Обогнув один из корпусов, я вышел к огороженной высокой сеткой площадке. Там, несмотря на скверную погоду, гуляли пациенты, облаченные поверх одинаковых халатов в куртки и плащи. Санитар, здоровый детина в черном ватнике, из-под которого торчал белый халат, с бритой, как и у гуляющих пациентов головой, курил сигарету. Я поинтересовался у него, где находится 6-ой корпус, он объяснил. Некоторые из больных (там оказались исключительно женщины) с приоткрытыми ртами стали меня разглядывать. Остальные не проявляли никакого интереса. Стояли на месте, ходили по кругу, разговаривали, как я разглядел, сами с собой. Одна, сидевшая на узкой деревянной скамейке, непрерывно стучала ребром ладони себе по колену, сжимая и разжимая при этом руку, на несколько секунд останавливаясь и к чему-то прислушиваясь, а затем продолжая свое выстукивание.
"Не дай мне Бог сойти с ума! Уж лучше посох и сума!" - подумал я и отвернулся от мрачной картины.
Корпус номер шесть оказался двухэтажным домиком, по стене которого вился плющ. Перед окнами предполагалась лужайка и клумбы. Сейчас они были занесены снегом. Чувствовалось, что больница была за городом и на северном направлении. Снег был белый. Поодаль стояла новенькая ауди. А-4, если не ошибаюсь. Цвет металлик. Еще один санитар, родной брат того, что выгуливал женщин, проверял давление в колесе. Ничего себе! На чем же ездят врачи, если санитары покупают себе ауди?

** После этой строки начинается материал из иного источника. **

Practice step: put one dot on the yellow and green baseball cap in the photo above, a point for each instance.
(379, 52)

Кабинет Попова занимал угловое помещение. Окнами выходя на лужайку и на ауди. Судя по взглядам, которые он бросал на машину во время нашего разговора, я понял, что автомобиль принадлежал ему. Кабинет был не хуже, чем у Бориса, только в другом стиле. Точнее, стиля не было. Впрочем, если есть странное понятие евроремонт, то здесь присутствовал евростиль.
Попов был чем-то между завхозом и прорабом. Я имею в виду внешность. Круглое лицо, пронырливый взгляд, дорогой пиджак и жесты чиновника.
- Добрый день, - обратился я к нему и уселся без приглашения в кресло, стоявшее рядом со столом. - Борис Андреевич звонил вам. Я знаю, как дорого ваше время…
- Да? - он приподнял брови, разглядывая меня как стройматериал, который привезли по ошибке. - Да, довольно дорого.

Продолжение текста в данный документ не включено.